[From Bill Powers (941227.1145 MST)]
Bruce Abbott (941227.1000 EST) --
Selection determines consequences which determines whether or not there
will be a new round of selection. Thus both interpretations are
correct.
This is probably the core of our semantic difficulties. In your program,
behavior determines a consequence, which happens in this case to be
death. This consequence, however, does not determine anything without
the help of another part of the model: the part that detects death and
takes it as the occasion for creating a new organism. The behavior of
the new organism (in the given environment) then determines whether
death will occur or not, and so forth. This active system is designed to
replace dead organisms with live ones, and clearly it (or its
programmer) prefers live ones.
To say that consequences select behavior is to leave out the part played
by an active agency that detects the consequences, compares them with
specifications for a desired consequence, and changes the behavior or
the behaving system accordingly. When you include that active agency,
you find that the selection is being done not by the consequences but by
some system that is evaluating the consequences.
Darwin named "natural selection" to be analogous to purposive selection
as practiced by animal breeders. Purposive selection is easy to
understand: the breeder crosses the strains of pigeons, looks at the
consequences in the form of many random variants on pigeonness, and
picks the variant that is desired for further propagation. So it is
clearly the breeder who has a reference criterion for selection, and it
is this criterion that determines which pigeons will be further
propagated. It is clearly not the offspring which are the consequences
of breeding that select pigeons which are to propagate: it is the
breeder with an internal process of perception and comparison who
carries out this selection.
Natural selection is not analogous to purposive selection. The only
process in common is the random variation in the consequence-producing
behavior (and, trivially, the word "selection"). In purposive selection,
the consequences are weighed in relation to a desired consequence, and
if there is a difference, another round of random crossings is
instituted. If the difference is lessened, then those invididuals
showing characteristics closer to the desired ones are selected for
further breeding.

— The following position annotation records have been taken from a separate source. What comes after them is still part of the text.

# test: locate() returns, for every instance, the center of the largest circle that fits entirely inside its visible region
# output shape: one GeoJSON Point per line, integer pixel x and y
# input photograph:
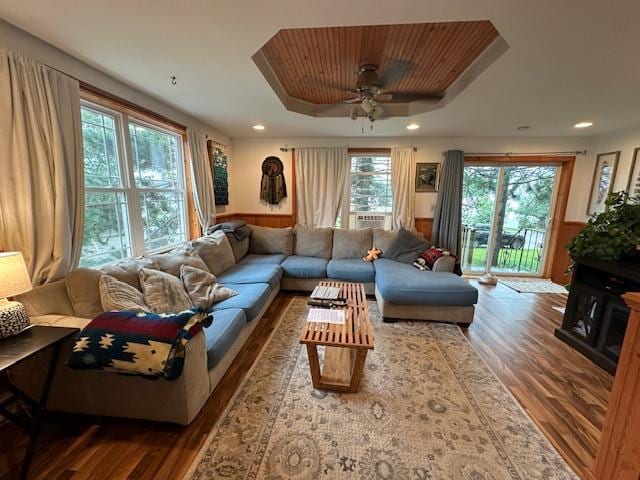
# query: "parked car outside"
{"type": "Point", "coordinates": [507, 240]}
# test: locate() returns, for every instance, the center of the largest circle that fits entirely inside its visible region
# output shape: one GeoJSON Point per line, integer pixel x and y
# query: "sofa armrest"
{"type": "Point", "coordinates": [104, 393]}
{"type": "Point", "coordinates": [47, 299]}
{"type": "Point", "coordinates": [444, 264]}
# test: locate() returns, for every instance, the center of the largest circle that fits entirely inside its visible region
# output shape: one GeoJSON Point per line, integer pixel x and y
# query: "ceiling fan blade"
{"type": "Point", "coordinates": [415, 96]}
{"type": "Point", "coordinates": [383, 97]}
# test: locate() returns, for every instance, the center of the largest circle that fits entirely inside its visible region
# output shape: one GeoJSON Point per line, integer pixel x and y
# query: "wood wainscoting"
{"type": "Point", "coordinates": [275, 220]}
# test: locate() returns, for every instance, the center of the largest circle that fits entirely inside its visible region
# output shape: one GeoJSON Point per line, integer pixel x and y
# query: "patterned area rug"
{"type": "Point", "coordinates": [428, 408]}
{"type": "Point", "coordinates": [532, 285]}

When the difference is zero, cross-breeding is
replaced by inbreeding, to stop the random changes.
In natural selection, there is no active agency that desires any
particular consequence to occur. There is, in fact, no selection process
at all. The consequences are whatever they are, and there is no change
in the mutation process that would favor any consequence over any other:
by classical evolutionary theory, all consequences remain equiprobable.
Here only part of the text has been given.